Retail and services receipts tell the tale for most, as three-quarters of consumers (64.9%) are “very or extremely concerned” about rising prices from retail goods to gas and utilities.

Demographic soundings of how an impending recession is perceived show the mixed views of Americans in different stages of life and financial security. Per the study, “baby boomers and seniors are the most likely to believe we are already in a recession, with 55% agreeing we are. Generation Z is the least likely to agree, at 23%. The average baby boomer puts the projected date of returning to normalcy at July 22, 2024.”

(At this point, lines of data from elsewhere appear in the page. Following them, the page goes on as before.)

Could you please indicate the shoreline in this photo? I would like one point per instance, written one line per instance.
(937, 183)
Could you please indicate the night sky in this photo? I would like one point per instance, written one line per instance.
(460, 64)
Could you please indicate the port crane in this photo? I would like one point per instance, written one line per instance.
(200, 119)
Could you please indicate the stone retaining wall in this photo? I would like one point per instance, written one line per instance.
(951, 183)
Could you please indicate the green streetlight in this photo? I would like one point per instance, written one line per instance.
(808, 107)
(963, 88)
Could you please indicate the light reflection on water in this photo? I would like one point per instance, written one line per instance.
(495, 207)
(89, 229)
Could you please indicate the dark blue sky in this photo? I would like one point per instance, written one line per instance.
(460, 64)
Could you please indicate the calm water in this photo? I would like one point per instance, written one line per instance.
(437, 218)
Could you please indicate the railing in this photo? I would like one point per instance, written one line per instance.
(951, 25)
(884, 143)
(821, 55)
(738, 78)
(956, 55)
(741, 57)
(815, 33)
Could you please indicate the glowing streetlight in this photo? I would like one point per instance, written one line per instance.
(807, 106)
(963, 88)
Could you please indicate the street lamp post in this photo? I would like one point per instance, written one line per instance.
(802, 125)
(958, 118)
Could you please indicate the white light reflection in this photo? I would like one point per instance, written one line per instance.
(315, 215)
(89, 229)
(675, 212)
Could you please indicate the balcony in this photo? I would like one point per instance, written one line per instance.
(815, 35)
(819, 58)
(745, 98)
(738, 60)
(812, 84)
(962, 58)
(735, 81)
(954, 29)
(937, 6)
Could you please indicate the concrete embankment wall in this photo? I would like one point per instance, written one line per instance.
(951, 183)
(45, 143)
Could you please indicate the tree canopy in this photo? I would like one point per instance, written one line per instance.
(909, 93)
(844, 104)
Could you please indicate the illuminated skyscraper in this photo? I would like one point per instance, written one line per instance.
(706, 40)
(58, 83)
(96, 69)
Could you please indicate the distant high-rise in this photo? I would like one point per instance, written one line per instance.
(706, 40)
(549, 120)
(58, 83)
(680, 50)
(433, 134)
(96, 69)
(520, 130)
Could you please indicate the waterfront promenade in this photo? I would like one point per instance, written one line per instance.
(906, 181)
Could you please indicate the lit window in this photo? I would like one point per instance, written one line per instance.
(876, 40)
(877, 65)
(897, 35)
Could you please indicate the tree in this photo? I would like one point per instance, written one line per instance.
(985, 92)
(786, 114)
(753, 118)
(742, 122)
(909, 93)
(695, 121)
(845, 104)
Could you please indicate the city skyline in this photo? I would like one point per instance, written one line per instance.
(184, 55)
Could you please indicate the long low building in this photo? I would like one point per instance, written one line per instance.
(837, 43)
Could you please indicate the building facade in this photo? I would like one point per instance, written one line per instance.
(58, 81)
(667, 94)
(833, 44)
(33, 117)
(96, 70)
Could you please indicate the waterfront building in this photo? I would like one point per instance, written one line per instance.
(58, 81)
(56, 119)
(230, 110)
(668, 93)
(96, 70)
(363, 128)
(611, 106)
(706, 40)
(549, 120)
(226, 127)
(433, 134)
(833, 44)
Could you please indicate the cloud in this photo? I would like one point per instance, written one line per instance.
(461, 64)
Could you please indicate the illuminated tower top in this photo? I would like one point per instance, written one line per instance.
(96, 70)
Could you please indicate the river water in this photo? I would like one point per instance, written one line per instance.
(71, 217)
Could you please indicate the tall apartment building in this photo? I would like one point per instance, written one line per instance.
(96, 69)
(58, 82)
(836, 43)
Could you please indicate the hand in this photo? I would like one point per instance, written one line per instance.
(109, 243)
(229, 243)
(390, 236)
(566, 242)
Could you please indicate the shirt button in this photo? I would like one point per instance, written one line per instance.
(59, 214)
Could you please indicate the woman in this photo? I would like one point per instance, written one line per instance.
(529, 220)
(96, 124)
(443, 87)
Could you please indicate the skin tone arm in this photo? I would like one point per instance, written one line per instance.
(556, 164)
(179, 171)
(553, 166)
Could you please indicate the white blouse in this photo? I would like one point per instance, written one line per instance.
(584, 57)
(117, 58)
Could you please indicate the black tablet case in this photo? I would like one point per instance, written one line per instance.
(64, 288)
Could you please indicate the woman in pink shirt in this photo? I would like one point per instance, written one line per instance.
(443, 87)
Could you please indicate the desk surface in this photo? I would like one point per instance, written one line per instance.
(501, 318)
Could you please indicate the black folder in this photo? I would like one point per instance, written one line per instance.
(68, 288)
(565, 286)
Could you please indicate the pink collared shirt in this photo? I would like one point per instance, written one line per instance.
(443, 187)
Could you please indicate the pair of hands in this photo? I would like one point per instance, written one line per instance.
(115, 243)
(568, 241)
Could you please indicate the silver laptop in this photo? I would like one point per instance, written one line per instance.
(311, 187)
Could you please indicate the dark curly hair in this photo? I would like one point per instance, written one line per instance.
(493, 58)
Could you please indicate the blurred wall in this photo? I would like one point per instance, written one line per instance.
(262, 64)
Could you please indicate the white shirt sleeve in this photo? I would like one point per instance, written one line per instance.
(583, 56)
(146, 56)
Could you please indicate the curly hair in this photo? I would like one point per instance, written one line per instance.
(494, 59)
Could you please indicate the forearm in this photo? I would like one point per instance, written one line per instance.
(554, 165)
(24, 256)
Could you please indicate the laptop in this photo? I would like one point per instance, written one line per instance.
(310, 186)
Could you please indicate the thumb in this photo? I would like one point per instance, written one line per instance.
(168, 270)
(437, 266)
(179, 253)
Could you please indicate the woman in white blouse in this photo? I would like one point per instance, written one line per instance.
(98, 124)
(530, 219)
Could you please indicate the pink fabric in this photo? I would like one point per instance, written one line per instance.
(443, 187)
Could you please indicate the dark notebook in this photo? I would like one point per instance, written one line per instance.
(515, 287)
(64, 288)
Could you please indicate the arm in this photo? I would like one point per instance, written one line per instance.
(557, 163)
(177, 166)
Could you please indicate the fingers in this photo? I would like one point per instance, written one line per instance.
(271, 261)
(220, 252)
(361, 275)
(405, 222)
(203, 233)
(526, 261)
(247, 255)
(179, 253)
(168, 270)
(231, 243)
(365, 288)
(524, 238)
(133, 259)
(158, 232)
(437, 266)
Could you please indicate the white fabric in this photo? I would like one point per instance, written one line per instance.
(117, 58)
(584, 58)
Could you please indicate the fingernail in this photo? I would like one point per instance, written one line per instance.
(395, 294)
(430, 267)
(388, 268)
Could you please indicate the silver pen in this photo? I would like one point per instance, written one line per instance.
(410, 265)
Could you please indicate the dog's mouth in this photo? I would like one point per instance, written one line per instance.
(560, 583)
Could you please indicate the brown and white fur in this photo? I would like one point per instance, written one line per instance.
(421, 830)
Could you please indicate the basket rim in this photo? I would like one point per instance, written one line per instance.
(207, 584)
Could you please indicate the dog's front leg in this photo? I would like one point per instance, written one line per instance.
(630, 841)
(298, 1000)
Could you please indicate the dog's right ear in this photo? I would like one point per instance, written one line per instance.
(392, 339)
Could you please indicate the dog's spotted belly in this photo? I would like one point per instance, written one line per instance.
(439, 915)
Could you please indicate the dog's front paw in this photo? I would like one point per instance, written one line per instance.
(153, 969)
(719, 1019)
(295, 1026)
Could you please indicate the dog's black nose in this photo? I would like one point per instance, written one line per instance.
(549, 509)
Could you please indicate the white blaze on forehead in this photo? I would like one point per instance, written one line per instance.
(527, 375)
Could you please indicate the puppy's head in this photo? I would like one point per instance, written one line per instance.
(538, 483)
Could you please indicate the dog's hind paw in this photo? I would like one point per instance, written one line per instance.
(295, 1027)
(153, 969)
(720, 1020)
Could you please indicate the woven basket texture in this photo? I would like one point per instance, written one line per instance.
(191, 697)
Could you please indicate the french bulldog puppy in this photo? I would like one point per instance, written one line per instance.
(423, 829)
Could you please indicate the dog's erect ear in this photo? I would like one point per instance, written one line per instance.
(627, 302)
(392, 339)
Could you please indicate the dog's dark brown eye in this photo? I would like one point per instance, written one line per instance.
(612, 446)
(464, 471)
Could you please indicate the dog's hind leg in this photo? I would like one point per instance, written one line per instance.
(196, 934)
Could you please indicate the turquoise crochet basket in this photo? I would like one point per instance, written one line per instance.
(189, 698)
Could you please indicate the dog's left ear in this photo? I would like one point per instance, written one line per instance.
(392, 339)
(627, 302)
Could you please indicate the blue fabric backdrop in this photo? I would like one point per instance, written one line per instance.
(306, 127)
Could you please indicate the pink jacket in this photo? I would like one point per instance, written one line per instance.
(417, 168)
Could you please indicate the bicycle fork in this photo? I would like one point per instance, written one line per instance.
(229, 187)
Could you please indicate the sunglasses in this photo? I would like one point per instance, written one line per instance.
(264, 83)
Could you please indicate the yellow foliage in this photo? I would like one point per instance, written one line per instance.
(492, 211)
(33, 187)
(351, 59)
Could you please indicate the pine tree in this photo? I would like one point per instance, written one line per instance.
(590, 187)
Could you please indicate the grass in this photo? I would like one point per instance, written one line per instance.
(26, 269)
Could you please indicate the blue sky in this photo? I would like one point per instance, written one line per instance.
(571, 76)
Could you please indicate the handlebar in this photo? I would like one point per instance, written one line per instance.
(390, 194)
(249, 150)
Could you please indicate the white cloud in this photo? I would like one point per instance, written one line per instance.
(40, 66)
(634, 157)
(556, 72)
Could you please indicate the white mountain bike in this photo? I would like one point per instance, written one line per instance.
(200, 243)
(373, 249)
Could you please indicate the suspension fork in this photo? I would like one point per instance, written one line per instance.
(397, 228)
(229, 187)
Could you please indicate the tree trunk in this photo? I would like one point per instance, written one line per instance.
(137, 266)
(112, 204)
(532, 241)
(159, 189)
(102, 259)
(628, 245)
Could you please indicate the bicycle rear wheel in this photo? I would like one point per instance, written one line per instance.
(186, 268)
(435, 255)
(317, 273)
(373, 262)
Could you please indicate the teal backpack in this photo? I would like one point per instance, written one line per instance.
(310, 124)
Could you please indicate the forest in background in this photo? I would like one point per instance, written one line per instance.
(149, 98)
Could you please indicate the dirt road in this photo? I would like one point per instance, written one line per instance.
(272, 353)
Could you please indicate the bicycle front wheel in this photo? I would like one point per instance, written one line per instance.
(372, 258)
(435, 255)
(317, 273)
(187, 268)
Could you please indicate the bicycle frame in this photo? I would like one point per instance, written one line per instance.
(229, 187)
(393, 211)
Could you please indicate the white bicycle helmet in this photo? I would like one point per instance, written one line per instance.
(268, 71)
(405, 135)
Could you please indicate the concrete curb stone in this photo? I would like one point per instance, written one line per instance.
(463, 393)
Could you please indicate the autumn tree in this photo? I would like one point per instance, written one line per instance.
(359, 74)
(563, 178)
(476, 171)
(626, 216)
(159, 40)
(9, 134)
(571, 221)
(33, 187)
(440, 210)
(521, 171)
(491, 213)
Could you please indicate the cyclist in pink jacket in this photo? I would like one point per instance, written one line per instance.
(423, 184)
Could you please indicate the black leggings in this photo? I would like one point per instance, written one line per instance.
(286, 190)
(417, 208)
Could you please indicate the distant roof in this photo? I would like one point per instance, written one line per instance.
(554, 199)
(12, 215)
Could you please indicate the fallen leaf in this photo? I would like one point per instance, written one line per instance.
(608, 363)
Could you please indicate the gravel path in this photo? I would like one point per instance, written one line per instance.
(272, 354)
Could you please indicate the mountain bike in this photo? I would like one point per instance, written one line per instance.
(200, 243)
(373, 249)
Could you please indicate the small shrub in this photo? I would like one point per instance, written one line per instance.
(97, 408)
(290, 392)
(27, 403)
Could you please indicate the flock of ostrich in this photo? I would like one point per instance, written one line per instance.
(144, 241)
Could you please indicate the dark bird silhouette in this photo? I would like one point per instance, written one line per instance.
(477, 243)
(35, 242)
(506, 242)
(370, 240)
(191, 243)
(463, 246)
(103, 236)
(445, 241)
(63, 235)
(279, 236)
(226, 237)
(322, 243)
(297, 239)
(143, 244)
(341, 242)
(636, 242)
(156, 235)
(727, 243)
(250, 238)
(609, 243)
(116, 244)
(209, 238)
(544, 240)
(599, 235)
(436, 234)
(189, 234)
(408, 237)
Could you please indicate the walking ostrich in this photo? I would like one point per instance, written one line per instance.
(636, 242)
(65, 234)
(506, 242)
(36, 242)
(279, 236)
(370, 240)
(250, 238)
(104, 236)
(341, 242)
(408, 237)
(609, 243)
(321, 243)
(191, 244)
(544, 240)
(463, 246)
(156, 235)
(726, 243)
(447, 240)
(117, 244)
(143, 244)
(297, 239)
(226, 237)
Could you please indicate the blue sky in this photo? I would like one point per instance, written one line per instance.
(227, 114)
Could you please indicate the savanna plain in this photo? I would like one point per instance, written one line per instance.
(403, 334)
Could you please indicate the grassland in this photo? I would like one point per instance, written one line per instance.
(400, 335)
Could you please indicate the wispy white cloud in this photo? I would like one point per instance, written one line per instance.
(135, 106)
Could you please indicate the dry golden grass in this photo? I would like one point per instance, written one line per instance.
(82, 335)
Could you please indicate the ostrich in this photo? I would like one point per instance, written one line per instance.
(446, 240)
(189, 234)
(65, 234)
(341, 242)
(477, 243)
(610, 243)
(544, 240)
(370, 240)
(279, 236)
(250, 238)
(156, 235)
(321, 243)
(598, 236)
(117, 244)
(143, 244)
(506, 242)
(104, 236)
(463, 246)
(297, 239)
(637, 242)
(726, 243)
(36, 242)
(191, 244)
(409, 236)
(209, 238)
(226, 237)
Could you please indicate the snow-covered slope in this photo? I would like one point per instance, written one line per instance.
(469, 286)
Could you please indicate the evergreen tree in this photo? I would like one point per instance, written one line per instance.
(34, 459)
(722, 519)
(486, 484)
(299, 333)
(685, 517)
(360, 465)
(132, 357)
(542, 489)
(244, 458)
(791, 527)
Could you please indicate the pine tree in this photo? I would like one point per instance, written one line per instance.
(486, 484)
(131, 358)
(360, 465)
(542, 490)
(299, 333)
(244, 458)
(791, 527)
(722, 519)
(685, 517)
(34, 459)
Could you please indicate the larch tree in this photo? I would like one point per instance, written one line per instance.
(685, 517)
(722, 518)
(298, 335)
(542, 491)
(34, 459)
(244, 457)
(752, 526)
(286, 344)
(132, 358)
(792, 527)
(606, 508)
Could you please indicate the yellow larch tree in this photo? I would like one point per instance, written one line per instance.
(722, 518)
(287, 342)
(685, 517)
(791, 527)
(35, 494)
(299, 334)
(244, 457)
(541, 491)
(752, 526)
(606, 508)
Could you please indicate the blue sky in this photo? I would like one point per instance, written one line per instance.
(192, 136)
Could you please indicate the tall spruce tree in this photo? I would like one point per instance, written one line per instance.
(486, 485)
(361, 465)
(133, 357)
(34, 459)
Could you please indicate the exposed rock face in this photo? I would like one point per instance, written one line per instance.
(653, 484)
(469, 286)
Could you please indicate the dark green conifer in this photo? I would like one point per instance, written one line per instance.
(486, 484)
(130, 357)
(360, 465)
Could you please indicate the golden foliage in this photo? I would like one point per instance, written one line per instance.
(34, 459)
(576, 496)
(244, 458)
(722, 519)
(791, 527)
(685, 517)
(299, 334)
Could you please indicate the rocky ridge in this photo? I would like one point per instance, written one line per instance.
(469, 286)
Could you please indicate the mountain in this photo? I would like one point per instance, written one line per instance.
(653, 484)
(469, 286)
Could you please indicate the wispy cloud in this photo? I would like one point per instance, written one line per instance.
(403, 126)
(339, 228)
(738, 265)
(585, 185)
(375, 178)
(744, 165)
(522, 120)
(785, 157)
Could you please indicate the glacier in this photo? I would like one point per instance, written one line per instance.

Generation X consumers born between 1965 and 1980 are the least upbeat of all groups measured, with 68% thinking the U.S. is headed into a recession. This group’s recovery date is a marginal but meaningful 10 days later than the average, putting the all-clear at May 30, 2024.

Retail Implications

Price increases continue to weigh heavily on perceptions, with rural consumers reporting the greatest concerns (86%), followed by those in large urban areas (83.2%). Those living in smaller urban areas are the least worried but their percentage is still high (80.9%).

Consumer pullbacks continue showing up in retail earnings. PYMNTS reported Nov. 1 that “shares of Amazon are down nearly 20% since the Seattle-based retail and the cloud-service company reported disappointing Q3 earnings a week ago. This at a time when Walmart’s stock is flat, leaving it with a $380 billion market cap that is roughly 2.5x smaller than the $930 billion valuation of Amazon.” Walmart will report sales for the third quarter of fiscal year 2023 Nov. 15.

See also: Amazon and Walmart Look to Soothe Customers, Vendors, Employees, Investors

It’s much the same story even in categories that have shown resilience during the inflationary pinch of 2022, like apparel.

During Allbirds’ Q3 earnings call Tuesday (Nov. 8) Co-founder and Co-CEO Joey Zwillinger told analysts that “we expect Q4 to be negatively impacted by persistent inflation and high levels of promotional activity which will impact our U.S. business.” He added that “we are preparing for a scenario in which consumer headwinds worsen in the coming months as the full impact of myriad market dynamics are fully digested by consumers.”

Home furnishings, which saw stellar growth in the first two years of the pandemic, are sagging as well. For example, Wayfair reported a Q3 net revenue decline of 9% year over year.